Den Grund dafür haben die Verantwortlichen wohl in der Anime-Schiene ausgemacht, was ja auch die offizielle Begründung des Senders war, warum diese gekippt wurde. Dadurch dass in Zukunft durchgehend Programm für die werberelevante Gruppe auf Sendung ist, erwartet man sich bei RTL2 nun eine dauerhafte Steigerung des Marktanteils in jener. Ob dies durch diese Maßnahme gelingt, ist allerdings zu bezweifeln. Denn das Problem scheint objektiv gesehen weniger an der Unterbrechung des Zielgruppen-Programms zu liegen, sondern eher an dem, was für die Zielgruppe gesendet wird.
Big Brother, X-Diaries & Co., Sitcom-Wiederholung und eine Menge billigst produzierte Shows bestimmen derzeit das Bild des Senders, abgesehen von eingekaufter Ware im Hauptabendprogramm. Genau von all dem wollen die Zuseher offenbar nichts mehr sehen, trotzdem hält RTL2 an seiner Linie fest und setzt weiterhin auf Formate dieser Art. Dass nun sogar das Anime-Programm in der Zielgruppe 14 bis 49 teilweise höhere Marktanteile hat, als das eigentlich für die Gruppe bestimmte Programm, spricht ebenfalls Bände. Doch wie bereits erwähnt, der Sender hat wenig von den guten Quoten der Animes, wenn der Rest des Programms diese nicht hat.

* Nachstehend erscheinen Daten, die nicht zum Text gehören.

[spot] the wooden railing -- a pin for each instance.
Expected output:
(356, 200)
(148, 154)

Darüber wie die Quoten in der für das Anime-Programm relevanten Zielgruppe (3 bis 13) im Einzelnen aussehen, kann leider nur gemutmaßt werden, denn in der täglichen Auswertung werden nur die Zahlen für das Gesamtpublikum und für die Gruppe der 14 bis 49-jährigen bekanntgegeben, außerdem veröffentlichen einige Sender nun auch Daten zu den 20 bis 59-jährigen.
Trotzdem lässt sich im Großen und Ganzen erkennen, dass RTL2 erhebliche Verluste in der ganz jungen Zielgruppe hinnehmen musste. Ersichtlich ist das Ganze in den vom Sender Super RTL veröffentlichen Mediadaten. So konnte ich zwei PDF-Files mit den jeweiligen Daten im Internet ausfindig machen, eines davon vom November 2007 (http://www.superrtl.de/Portals/0/eltern/mediadaten_lang.pdf), das andere vom März 2011 (http://superrtl.de/LinkClick.aspx?fileticket=wUFb26xmk5Y%3d&tabid=95).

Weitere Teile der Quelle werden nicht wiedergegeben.